Non, la personnalité narcissique ne relève pas de la perversion narcissique.

Bien que ces deux aménagements de la personnalité peuvent présenter quelques similitudes de surface (ego surdimensionné, séduction, propension à la dévalorisation …) leurs ressorts sous-jacents diffèrent significativement.

On prête généralement la paternité du concept de personnalité narcissique à Heinz Kohut et Otto Kernberg.

Ce dernier en l’occurrence, théorise le concept de personnalité narcissique, comme un trouble borderline, dont la faille narcissique serait défendue par une surcouche à tonalité narcissique (ego de surface surdimensionné, manque de considération pour autrui etc…)

Il n’en demeure pas moins que la personnalité narcissique se défend contre une faille narcissique, et que derrière cette carapace, le sujet reste capable d’empathie, d’identification, de sensibilité, de sentiment de culpabilité etc… Le sujet narcissique peut certes parfois être vantard, arrogant, blessant, plus ou moins toxique, mais ne jouit pas fondamentalement de la destructivité ou des blessures qu’il est susceptible d’infliger, que l’on pourrait d’une certaine façon penser comme un dommage collatéral, d’un sujet au narcissisme blessé, qui se protège.

La perversion narcissique, c’est une toute autre histoire. Nous entrons là dans des aménagements qui prennent racine dans les eaux nettement plus sombres, pathologiques et pathogènes, de familles au sein desquelles folie, psychose, perversion, violence, disqualification, incestualité (climat familial) et incestuosité (inceste agi), à divers degrés se rencontrent, comme l’a si brillamment exposé Paul-Claude Racamier, dans ses travaux sur les schizophrènes, les psychotiques et de façon plus générale sur les familles difficiles.

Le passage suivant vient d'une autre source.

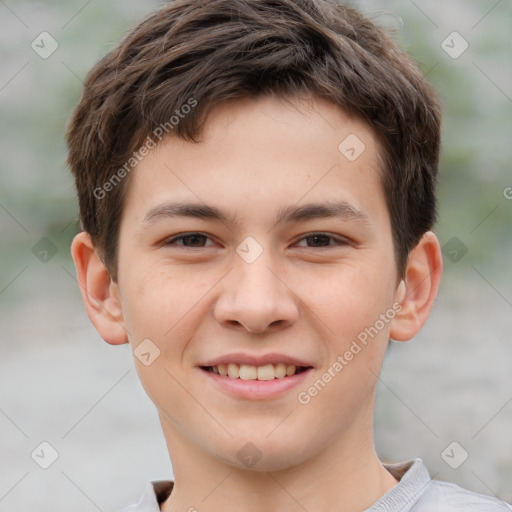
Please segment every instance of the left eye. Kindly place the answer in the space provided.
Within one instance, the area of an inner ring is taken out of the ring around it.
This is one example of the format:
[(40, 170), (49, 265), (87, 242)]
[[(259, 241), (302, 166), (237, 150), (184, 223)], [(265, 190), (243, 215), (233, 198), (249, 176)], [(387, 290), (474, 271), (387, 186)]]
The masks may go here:
[[(306, 243), (312, 243), (313, 245), (307, 245), (306, 247), (331, 247), (333, 245), (347, 245), (347, 240), (343, 238), (334, 237), (331, 235), (327, 235), (325, 233), (312, 233), (308, 236), (305, 236), (299, 240), (299, 242), (306, 241)], [(334, 243), (329, 243), (330, 241), (334, 241)], [(304, 247), (302, 245), (301, 247)]]

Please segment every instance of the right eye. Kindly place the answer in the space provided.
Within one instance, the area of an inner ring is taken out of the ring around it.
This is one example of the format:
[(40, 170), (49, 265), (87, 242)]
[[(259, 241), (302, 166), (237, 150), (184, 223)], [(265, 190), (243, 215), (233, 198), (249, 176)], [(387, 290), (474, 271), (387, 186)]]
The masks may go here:
[[(205, 243), (207, 240), (211, 240), (211, 238), (202, 233), (184, 233), (169, 239), (164, 245), (178, 245), (180, 247), (200, 249), (202, 247), (206, 247)], [(180, 241), (183, 243), (179, 243)]]

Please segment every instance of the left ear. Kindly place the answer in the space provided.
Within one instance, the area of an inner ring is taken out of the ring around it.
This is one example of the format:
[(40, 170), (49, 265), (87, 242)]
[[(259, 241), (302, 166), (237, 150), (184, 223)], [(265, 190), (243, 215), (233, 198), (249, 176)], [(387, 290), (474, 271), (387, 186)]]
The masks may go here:
[(391, 339), (408, 341), (423, 327), (434, 305), (442, 273), (439, 240), (432, 231), (427, 231), (409, 253), (405, 277), (397, 287), (402, 309), (391, 322)]

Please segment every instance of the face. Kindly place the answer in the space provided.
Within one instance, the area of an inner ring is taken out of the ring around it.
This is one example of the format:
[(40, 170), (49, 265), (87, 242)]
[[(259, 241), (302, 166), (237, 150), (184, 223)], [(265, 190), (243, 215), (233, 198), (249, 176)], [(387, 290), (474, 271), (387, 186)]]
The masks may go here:
[(327, 101), (261, 97), (132, 172), (116, 287), (168, 443), (276, 470), (371, 430), (397, 299), (378, 151)]

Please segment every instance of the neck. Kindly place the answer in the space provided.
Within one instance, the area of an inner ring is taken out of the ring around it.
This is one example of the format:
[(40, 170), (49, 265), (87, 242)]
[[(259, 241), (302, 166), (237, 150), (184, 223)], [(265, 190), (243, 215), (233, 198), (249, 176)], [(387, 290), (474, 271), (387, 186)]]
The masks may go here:
[(293, 467), (255, 471), (205, 453), (161, 420), (174, 469), (163, 512), (221, 512), (226, 504), (239, 512), (361, 512), (397, 484), (375, 453), (372, 422), (365, 422), (366, 431), (353, 425)]

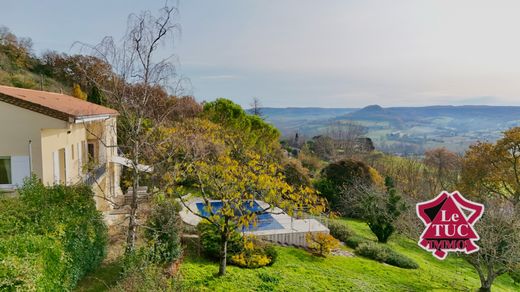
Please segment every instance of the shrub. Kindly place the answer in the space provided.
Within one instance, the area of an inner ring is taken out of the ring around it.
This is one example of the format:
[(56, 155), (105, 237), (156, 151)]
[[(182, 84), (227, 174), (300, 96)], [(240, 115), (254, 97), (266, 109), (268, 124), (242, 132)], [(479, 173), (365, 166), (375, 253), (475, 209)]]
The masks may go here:
[(520, 284), (520, 269), (517, 268), (509, 272), (509, 276), (513, 279), (515, 284)]
[(324, 162), (314, 155), (307, 145), (304, 145), (298, 154), (298, 159), (302, 162), (302, 166), (309, 169), (314, 176), (322, 167)]
[(260, 268), (267, 266), (271, 259), (265, 254), (241, 252), (231, 256), (231, 263), (242, 268)]
[(271, 262), (269, 262), (268, 266), (274, 264), (276, 260), (278, 259), (278, 251), (276, 251), (276, 248), (273, 244), (266, 244), (264, 247), (265, 254), (271, 259)]
[(62, 248), (46, 236), (2, 238), (0, 258), (0, 291), (56, 291), (67, 284), (63, 283), (67, 267)]
[(386, 243), (395, 231), (395, 222), (407, 206), (401, 196), (397, 194), (394, 181), (385, 178), (386, 193), (370, 194), (363, 199), (363, 217), (367, 220), (370, 230), (377, 236), (377, 240)]
[(231, 263), (243, 268), (259, 268), (272, 265), (278, 253), (276, 249), (254, 237), (244, 237), (243, 250), (231, 256)]
[(419, 265), (412, 259), (395, 252), (387, 246), (375, 242), (363, 242), (355, 250), (356, 254), (403, 269), (417, 269)]
[(122, 276), (126, 277), (132, 273), (142, 270), (150, 264), (149, 250), (143, 247), (125, 253), (122, 260)]
[(363, 242), (356, 248), (356, 254), (378, 262), (385, 262), (388, 258), (388, 249), (374, 242)]
[[(219, 259), (221, 239), (217, 227), (202, 221), (197, 225), (197, 229), (204, 254), (212, 259)], [(234, 231), (228, 240), (227, 260), (239, 267), (258, 268), (272, 265), (277, 257), (278, 252), (272, 244), (252, 236), (242, 237)]]
[(0, 235), (16, 235), (30, 229), (31, 215), (23, 212), (24, 204), (16, 198), (0, 198)]
[(20, 87), (20, 88), (36, 88), (37, 85), (29, 76), (24, 76), (22, 74), (16, 74), (11, 77), (11, 84), (13, 84), (14, 87)]
[(324, 232), (309, 232), (305, 235), (305, 240), (313, 253), (323, 257), (329, 255), (333, 249), (339, 247), (339, 241), (332, 235)]
[[(218, 227), (207, 221), (201, 221), (197, 225), (204, 254), (212, 259), (219, 259), (220, 255), (221, 238), (217, 228)], [(242, 236), (238, 232), (232, 232), (227, 244), (228, 261), (231, 255), (240, 253), (242, 249)]]
[(35, 232), (53, 234), (70, 260), (75, 285), (105, 257), (107, 228), (87, 186), (46, 188), (35, 179), (26, 182), (20, 197), (33, 213)]
[(125, 255), (122, 279), (110, 291), (179, 291), (177, 279), (168, 277), (162, 265), (154, 264), (149, 259), (146, 248)]
[(285, 181), (292, 186), (311, 186), (309, 170), (304, 168), (297, 159), (286, 159), (283, 162), (283, 174)]
[[(32, 178), (19, 193), (19, 199), (0, 201), (0, 219), (13, 223), (0, 225), (0, 258), (11, 265), (0, 269), (2, 285), (72, 289), (105, 256), (107, 228), (92, 191), (86, 186), (45, 187)], [(30, 266), (21, 263), (34, 264), (30, 278)]]
[(321, 178), (315, 184), (336, 211), (340, 208), (342, 190), (354, 185), (370, 186), (373, 180), (370, 168), (361, 161), (344, 159), (330, 163), (321, 171)]
[(354, 232), (352, 232), (347, 225), (337, 221), (331, 221), (329, 223), (329, 230), (332, 236), (343, 242), (347, 242), (347, 240), (354, 235)]
[(175, 201), (159, 197), (152, 206), (145, 229), (153, 261), (157, 263), (171, 262), (179, 257), (181, 243), (180, 205)]
[(417, 264), (414, 260), (395, 251), (392, 251), (388, 254), (386, 263), (403, 269), (419, 268), (419, 264)]
[(345, 244), (350, 247), (356, 249), (360, 244), (369, 242), (365, 238), (357, 235), (352, 235), (351, 237), (347, 238), (345, 241)]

Là où la personnalité narcissique cherche à briller, pour contre-investir ses blessures, le pervers détruit, « psychotise » autrui, en évacuant chez l’autre la folie latente qu’il ne tolère en lui, et cela non seulement avec aisance, mais aussi avec jouissance. Inutile de rappeler ici le sadisme qui caractérise le pervers accompli.

La personnalité narcissique, quant à elle, sera peut-être imbue de sa personne, égoïste, prétentieuse, dans un fantasme défensif d’auto suffisance, enclin à l’infidélité de par son besoin de séduire et de réassurance, son fonctionnement n’est néanmoins pas propulsé par la destructivité.

Le pervers lui, détruit, sabote, attaque la vie dans son essence même, qu’il s’agisse des liens, intrapsychiques comme relationnels, de la créativité, de la constructivité, de l’intériorité, de l’amour, de quoique ce soit qui puisse être positif ou nourrissant pour autrui. A une échelle groupale, le pervers oeuvrera à recruter des sbires, afin de constituer un noyau pervers, qui à son tour sera susceptible de parasiter des secteurs entiers de certaines institutions ou entreprises, de certains partis politiques, voire d’une nation, pour peu que ceux-ci accèdent aux rênes du pouvoir. Bref le pervers détruit, il s’en réjouit, et ne peut fonctionner autrement. Comme beaucoup l’ont souligné, le pervers vampirise, mais comme si cela ne suffisait pas, il empoisonne. Corrompu de l’intérieur comme il est, car oui il l’est, il excelle dans l’art de faire pourrir, et de tarir la vie là où il la rencontre.

Le pervers se situe définitivement du côté obscur. Et s’il fallait, dans le vaste paysage de la psychopathologie, de façon quelque peu romanesque, personnifier le « Mal », comme de nombreux auteurs l’ont relevé (Kernberg parlait déjà jadis de « narcissisme malin », pour décrire des sujets que Racamier aurait sans doute qualifié de pervers narcissiques), le pervers se trouverait en pole position (suivi de près par ses cousins psychopathes, paranoïaques, et enfin sociopathes) tant il est vrai que ces différents profils, malgré leurs différences, constituent ensemble un entrelac, à la destructivité certaine.

Mais revenons à la personnalité narcissique. Il s’agit donc d’un aménagement borderline (angoisse d’abandon/rejet, hémorragie narcissique, instabilité de l’image de soi comme de celle des autres, impulsivité, immaturité affective, instabilité de l’humeur sur des cycles courts, alternance entre un sentiment de vide et un trop plein émotionnel, profil addictif etc…). Aménagement borderline, qui se défend de son trouble, en se surinvestissant narcissiquement certes, mais aménagement qui reste parfaitement accessible à la thérapie.